Republican Sen. Susan Collins of Maine is in a tough fight for re-election, and it just got tougher.
Known for her relative independence historically, Collins' once soaring popularity has plummeted in her home state as she has been tied ever-closer to President Donald Trump, who is not popular with Maine voters. Her standing in the state seems to have been especially hurt by her support for the extremely controversial Justice Brett Kavanaugh during his 2018 nomination to the Supreme Court.
The last thing she would have wanted to do in the run-up to her re-election is wade into another Supreme Court battle, but that's where she finds herself. While the fight may help some Republican senators at risk in red states like Montana, it creates an impossible choice for Collins. If she supports the president's nominee to replace the late Justice Ruth Bader Ginsburg, she will almost certainly outrage the majority of her state that dislikes the president. But if she doesn't support the nominee, then she risks alienating Trump supporters — who she desperately needs to have any chance of keeping her seat. A mealy-mouthed compromise position is likely to please no one.
She has already come out with such a position, saying she opposes the president nominating a new justice while also refusing to directly state that she would vote against any nominee.

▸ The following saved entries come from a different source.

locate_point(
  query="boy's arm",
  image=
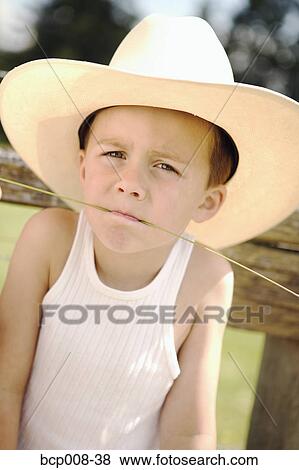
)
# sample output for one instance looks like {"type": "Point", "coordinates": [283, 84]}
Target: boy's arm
{"type": "Point", "coordinates": [25, 285]}
{"type": "Point", "coordinates": [188, 415]}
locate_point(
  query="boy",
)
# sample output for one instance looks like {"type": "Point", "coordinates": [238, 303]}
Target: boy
{"type": "Point", "coordinates": [100, 381]}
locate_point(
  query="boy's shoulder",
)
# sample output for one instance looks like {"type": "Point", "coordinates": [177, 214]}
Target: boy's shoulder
{"type": "Point", "coordinates": [208, 272]}
{"type": "Point", "coordinates": [57, 226]}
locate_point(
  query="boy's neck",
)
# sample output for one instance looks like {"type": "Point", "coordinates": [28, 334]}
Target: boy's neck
{"type": "Point", "coordinates": [131, 271]}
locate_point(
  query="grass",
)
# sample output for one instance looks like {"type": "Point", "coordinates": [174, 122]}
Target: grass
{"type": "Point", "coordinates": [241, 349]}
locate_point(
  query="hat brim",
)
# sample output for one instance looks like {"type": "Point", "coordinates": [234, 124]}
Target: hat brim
{"type": "Point", "coordinates": [43, 102]}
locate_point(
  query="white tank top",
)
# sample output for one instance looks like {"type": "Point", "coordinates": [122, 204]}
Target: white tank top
{"type": "Point", "coordinates": [95, 383]}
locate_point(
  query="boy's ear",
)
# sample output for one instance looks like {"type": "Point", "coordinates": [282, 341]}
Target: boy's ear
{"type": "Point", "coordinates": [210, 204]}
{"type": "Point", "coordinates": [82, 165]}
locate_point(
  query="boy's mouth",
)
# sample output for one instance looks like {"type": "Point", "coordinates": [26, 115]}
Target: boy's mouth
{"type": "Point", "coordinates": [127, 216]}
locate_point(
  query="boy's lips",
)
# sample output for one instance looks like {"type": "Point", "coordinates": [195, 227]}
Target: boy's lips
{"type": "Point", "coordinates": [125, 214]}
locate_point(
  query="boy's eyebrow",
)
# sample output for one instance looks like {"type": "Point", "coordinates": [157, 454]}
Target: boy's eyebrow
{"type": "Point", "coordinates": [165, 153]}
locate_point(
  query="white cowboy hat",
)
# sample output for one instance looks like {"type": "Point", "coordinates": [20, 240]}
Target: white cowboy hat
{"type": "Point", "coordinates": [167, 62]}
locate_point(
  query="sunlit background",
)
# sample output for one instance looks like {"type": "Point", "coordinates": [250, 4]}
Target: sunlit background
{"type": "Point", "coordinates": [261, 39]}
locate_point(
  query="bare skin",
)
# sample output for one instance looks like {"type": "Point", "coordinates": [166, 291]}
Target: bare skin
{"type": "Point", "coordinates": [128, 256]}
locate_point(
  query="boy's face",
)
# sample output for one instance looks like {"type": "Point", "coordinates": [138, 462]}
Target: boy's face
{"type": "Point", "coordinates": [140, 179]}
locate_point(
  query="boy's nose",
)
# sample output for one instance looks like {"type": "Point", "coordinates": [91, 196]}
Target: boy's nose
{"type": "Point", "coordinates": [132, 182]}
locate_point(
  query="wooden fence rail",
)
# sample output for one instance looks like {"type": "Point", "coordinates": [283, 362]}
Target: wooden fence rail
{"type": "Point", "coordinates": [257, 305]}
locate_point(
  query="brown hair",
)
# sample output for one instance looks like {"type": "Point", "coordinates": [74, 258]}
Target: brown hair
{"type": "Point", "coordinates": [224, 156]}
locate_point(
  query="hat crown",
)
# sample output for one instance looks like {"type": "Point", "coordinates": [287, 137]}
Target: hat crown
{"type": "Point", "coordinates": [175, 47]}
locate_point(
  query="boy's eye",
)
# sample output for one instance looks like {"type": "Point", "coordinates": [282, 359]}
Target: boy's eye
{"type": "Point", "coordinates": [165, 164]}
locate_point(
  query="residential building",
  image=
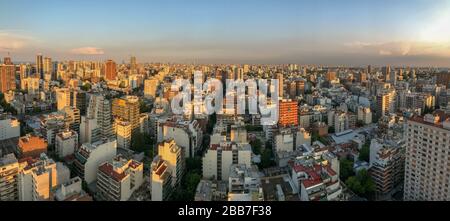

But Republicans plan to vet and vote on the new nominee before the election, so Collins' half-a-loaf answer isn't likely to stay fresh until Nov. 3.
And after her remarks were public, the president came after Collins directly.
"I think Susan Collins is very badly hurt by her statement yesterday," Trump said Monday morning on Fox News. He said the same about Republican Sen. Lisa Murkowski, who expressed a similar sentiment to Collins', though the Alaska senator is not up for re-election. "I think that Susan Collins is going to be hurt very badly — her people aren't going to take this. People are not going to take it."
Trump's comments are a major blow to Collins, exacerbating the already fraught dynamics of the issue for her.
And she already appears to be in trouble. Her Democratic opponent, Sara Gideon, has staked out a decent lead in several recent polls. One pollster had Gideon up by as much as 12 points ahead of Collins, though other polls assessed her lead as a more modest, but still formidable, 4 to 7 points.
The stress of the situation seems to be getting to Collins. CNN reporter Manu Raju said that he pressed the senator on her ambiguous statement about a potential nominee on Monday night, and she became "testy."
"I put out a statement, did you even bother to read it?" she said.
"But Collins didn't say if that [statement] means she would definitely vote no, and her office has not responded to questions about it," Raju noted. "She wouldn't answer either and walked onto a senators-only elevator."